DESCRIPTION
Attributed to ANTONIO FRILLI (Italy, active 1860-1902).
"Ballerina", late 19th century.
Carrara marble.
Measurements: 100-125 x 31 cm.
The essence and distinction of the incipient Art Deco aesthetic is sublimely advanced in this sculpture made around 1900. It represents a young dancer, slender and stylized, performing a complex and dynamic dance step, sitting on her legs and arching her body backwards in a contorted posture. She raises her arms in a hypnotic warp, letting her wavy hair fall and flutter into the void. It is a realistic work in its modeling but rigorous and geometric in its composition, perfectly reflecting the aesthetic basis of Art Deco. Within the sculpture of this period were frequent such representations, preferably of dancers, which are based on a classical approach, synthetic forms and serene and elegant movement. Although they are harmonic and balanced anatomies like those of ancient sculpture, during Art Deco a certain exoticism is sought both in the themes and in the formal, combining the archaic and noble hieratism of the faces with open and dynamic postures and exotic clothing.

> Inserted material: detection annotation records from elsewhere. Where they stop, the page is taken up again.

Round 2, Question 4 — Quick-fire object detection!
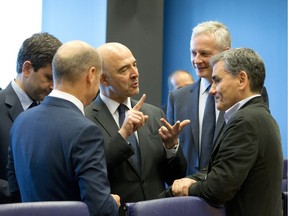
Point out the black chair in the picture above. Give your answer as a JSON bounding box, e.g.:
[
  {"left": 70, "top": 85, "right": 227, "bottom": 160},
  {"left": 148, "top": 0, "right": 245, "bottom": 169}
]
[
  {"left": 0, "top": 201, "right": 89, "bottom": 216},
  {"left": 126, "top": 196, "right": 226, "bottom": 216}
]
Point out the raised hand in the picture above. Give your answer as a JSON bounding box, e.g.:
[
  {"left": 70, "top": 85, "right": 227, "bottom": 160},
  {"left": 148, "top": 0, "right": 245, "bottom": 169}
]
[{"left": 158, "top": 118, "right": 190, "bottom": 149}]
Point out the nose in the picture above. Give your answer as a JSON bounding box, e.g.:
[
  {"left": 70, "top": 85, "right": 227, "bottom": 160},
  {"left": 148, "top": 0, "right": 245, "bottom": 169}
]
[
  {"left": 130, "top": 67, "right": 139, "bottom": 79},
  {"left": 49, "top": 82, "right": 53, "bottom": 91},
  {"left": 209, "top": 83, "right": 216, "bottom": 95},
  {"left": 191, "top": 53, "right": 202, "bottom": 64}
]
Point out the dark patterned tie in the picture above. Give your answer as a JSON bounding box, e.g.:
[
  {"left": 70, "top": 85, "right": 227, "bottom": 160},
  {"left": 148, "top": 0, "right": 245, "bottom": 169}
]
[
  {"left": 118, "top": 104, "right": 141, "bottom": 173},
  {"left": 200, "top": 85, "right": 216, "bottom": 169},
  {"left": 28, "top": 101, "right": 38, "bottom": 109}
]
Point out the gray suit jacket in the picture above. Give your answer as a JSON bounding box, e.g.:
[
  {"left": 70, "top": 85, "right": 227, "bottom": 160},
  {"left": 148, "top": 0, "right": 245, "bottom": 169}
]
[
  {"left": 167, "top": 79, "right": 269, "bottom": 175},
  {"left": 189, "top": 97, "right": 283, "bottom": 216},
  {"left": 85, "top": 96, "right": 186, "bottom": 215}
]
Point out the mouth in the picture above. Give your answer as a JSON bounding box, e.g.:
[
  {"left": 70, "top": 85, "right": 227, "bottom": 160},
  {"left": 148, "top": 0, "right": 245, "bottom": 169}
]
[{"left": 131, "top": 82, "right": 139, "bottom": 88}]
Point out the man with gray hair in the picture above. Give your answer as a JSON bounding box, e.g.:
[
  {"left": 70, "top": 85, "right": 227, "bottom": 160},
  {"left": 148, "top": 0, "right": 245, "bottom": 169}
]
[{"left": 172, "top": 48, "right": 283, "bottom": 216}]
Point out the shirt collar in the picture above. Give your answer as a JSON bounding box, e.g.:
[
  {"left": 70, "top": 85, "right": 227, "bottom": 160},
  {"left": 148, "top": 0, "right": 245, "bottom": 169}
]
[
  {"left": 224, "top": 94, "right": 261, "bottom": 124},
  {"left": 11, "top": 80, "right": 33, "bottom": 110},
  {"left": 99, "top": 92, "right": 132, "bottom": 114},
  {"left": 49, "top": 89, "right": 84, "bottom": 115}
]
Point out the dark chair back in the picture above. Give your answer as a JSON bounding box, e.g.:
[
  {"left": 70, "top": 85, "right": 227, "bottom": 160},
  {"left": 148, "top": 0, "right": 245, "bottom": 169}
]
[
  {"left": 0, "top": 201, "right": 89, "bottom": 216},
  {"left": 126, "top": 196, "right": 226, "bottom": 216}
]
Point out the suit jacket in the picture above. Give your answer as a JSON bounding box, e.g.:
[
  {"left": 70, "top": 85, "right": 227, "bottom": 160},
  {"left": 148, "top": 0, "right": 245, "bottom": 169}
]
[
  {"left": 8, "top": 96, "right": 118, "bottom": 215},
  {"left": 0, "top": 83, "right": 23, "bottom": 203},
  {"left": 189, "top": 97, "right": 283, "bottom": 216},
  {"left": 167, "top": 79, "right": 269, "bottom": 175},
  {"left": 85, "top": 96, "right": 186, "bottom": 215}
]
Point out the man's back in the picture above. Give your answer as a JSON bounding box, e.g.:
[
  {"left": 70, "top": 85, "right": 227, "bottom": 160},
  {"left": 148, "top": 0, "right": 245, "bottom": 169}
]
[{"left": 8, "top": 97, "right": 116, "bottom": 216}]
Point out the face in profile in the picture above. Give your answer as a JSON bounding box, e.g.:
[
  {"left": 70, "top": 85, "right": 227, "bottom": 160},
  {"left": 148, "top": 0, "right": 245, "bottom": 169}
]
[
  {"left": 101, "top": 49, "right": 139, "bottom": 102},
  {"left": 210, "top": 61, "right": 240, "bottom": 111},
  {"left": 23, "top": 64, "right": 53, "bottom": 101}
]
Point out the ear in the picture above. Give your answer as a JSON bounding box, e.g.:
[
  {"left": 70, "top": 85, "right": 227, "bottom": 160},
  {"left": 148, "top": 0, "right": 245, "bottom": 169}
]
[
  {"left": 238, "top": 71, "right": 249, "bottom": 89},
  {"left": 22, "top": 61, "right": 33, "bottom": 77},
  {"left": 100, "top": 73, "right": 109, "bottom": 86},
  {"left": 87, "top": 67, "right": 97, "bottom": 85}
]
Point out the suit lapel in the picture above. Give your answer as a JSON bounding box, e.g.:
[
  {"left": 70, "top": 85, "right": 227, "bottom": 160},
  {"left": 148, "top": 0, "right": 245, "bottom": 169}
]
[
  {"left": 91, "top": 96, "right": 142, "bottom": 175},
  {"left": 3, "top": 83, "right": 24, "bottom": 122},
  {"left": 91, "top": 96, "right": 119, "bottom": 136}
]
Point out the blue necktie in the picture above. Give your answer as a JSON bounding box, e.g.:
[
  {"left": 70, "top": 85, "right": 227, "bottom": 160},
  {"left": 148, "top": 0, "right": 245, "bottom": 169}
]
[
  {"left": 118, "top": 104, "right": 141, "bottom": 173},
  {"left": 200, "top": 85, "right": 216, "bottom": 169},
  {"left": 28, "top": 101, "right": 38, "bottom": 109}
]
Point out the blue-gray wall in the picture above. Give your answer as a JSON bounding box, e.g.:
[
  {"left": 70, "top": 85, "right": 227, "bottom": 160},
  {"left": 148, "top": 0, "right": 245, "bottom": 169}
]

Antonio Frilli was a Florentine sculptor who specialized in marble and alabaster statues. In 1883, Frilli established his first workshop in via dei Fossi, Florence, where he worked with a few assistants on refined medium-sized painted alabaster and large white Carrara marble statues for private villas and monumental cemeteries. His works decorate famous cemeteries such as Porte Sante and Allori in Florence. After his death, a marble portrait of Frilli was carved in his workshop and placed on his family tomb in the Cimitero degli Allori. Frilli and his gallery were well known in Europe, the United States and Australia, as he participated in several world's fair exhibitions. He was in Philadelphia for the Centennial Exhibition of 1876, and in 1881 his statues and garden furniture were exhibited at the Italian Pavilion in Melbourne, Australia. In 1904, two years after Frilli's death, his son Umberto participated in the Louisiana Purchase Exposition in St. Louis (Missouri), where one of his father's works - a sculpture of a "Woman in a Hammock" in white Carrara marble - won the Grand Prize and 6 gold medals. In 1999, the same masterpiece was sold by Sotheby's with an auction estimate of $800,000. More recently, Frilli's 1892 sculpture "Sweet Dreams," featuring a life-size reclining nude in a hammock and exhibited at the Panama-Pacific International Exposition in San Francisco in 1915, sold at a Los Angeles auction house. A 2013 novel by Gary Rinehart, "Nude Sleeping in a Hammock," is a fictionalized account of the statue's owners from 1892 and how the sculpture affected their fortunes.